私は採血は平気で、強い痛みで意識を失うタイプ。同じ病名でも、誘発因子は人それぞれだ。
まとめ
- 迷走神経反射は、強い痛みやストレスで心拍数・血圧が急激に下がる生理反応
- 私は痛みを伴う場面(背中の激痛、腹痛、怪我、肩もみ)で繰り返し意識を失ってきた
- 19歳のとき、脳波まで調べて「過呼吸」と診断されたが、今思えば迷走神経反射だったのかもしれない
- 若いうちは問診だけで診断されることも多く、詳しい検査で初めてわかることもある
- 同じ迷走神経反射でも、きっかけになる刺激は人によって違う
過呼吸だったのか、迷走神経反射だったのか、正確なところは今もわからない。でも振り返ってみると、「強い痛みや精神的ショックで、体が過剰に反応する」という一本の筋は、20年間ずっと変わっていなかったんだと思う。
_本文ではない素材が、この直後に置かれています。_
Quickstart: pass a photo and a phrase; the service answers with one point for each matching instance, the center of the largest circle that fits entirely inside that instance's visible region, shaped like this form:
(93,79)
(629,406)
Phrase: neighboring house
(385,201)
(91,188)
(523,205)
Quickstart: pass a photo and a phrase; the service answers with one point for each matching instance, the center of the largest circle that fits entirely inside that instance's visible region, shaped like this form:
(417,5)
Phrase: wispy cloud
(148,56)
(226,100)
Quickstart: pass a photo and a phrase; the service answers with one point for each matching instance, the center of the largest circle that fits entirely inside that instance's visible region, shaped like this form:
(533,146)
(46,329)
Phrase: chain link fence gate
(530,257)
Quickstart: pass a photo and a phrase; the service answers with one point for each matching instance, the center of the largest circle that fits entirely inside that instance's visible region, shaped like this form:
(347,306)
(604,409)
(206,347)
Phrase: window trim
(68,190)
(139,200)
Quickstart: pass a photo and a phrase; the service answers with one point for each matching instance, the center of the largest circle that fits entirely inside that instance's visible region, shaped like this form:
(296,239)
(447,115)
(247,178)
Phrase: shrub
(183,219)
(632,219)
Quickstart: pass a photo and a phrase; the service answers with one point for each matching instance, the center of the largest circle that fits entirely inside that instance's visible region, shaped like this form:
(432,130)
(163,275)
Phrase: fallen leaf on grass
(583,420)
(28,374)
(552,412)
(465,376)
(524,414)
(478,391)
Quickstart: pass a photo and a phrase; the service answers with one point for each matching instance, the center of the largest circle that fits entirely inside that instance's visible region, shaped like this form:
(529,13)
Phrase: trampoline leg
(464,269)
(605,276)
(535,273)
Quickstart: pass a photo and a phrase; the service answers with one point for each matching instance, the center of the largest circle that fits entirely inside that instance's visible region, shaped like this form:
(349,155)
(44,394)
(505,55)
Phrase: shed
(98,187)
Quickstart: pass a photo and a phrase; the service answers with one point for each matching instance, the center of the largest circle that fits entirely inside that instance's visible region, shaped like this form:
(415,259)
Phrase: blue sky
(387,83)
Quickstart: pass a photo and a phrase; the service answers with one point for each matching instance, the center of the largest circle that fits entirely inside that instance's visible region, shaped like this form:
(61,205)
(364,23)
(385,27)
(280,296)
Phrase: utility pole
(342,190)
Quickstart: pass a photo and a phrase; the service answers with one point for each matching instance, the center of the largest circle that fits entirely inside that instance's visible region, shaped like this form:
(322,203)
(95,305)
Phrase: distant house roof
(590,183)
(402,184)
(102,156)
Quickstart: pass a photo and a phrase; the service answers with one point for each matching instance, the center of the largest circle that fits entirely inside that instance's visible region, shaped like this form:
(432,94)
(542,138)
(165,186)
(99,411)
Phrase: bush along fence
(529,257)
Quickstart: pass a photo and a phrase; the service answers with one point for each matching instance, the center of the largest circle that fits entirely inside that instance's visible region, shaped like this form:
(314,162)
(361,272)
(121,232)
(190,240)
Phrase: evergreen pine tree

繰り返す失神や、原因のわからない体調不良がある人は、一度病院で詳しく調べてもらうことをおすすめする。受診先は循環器内科が基本だけど、脳血管性の失神が疑われる場合は脳神経内科・脳神経外科が専門になることもある。まずはかかりつけ医に相談してみるのもいい。20年越しにわかることもある。
⚠️ この記事は私の個人的な体験をもとにしたものです。医療アドバイスではありません。繰り返す失神や意識消失がある場合は、必ず医療機関を受診してください。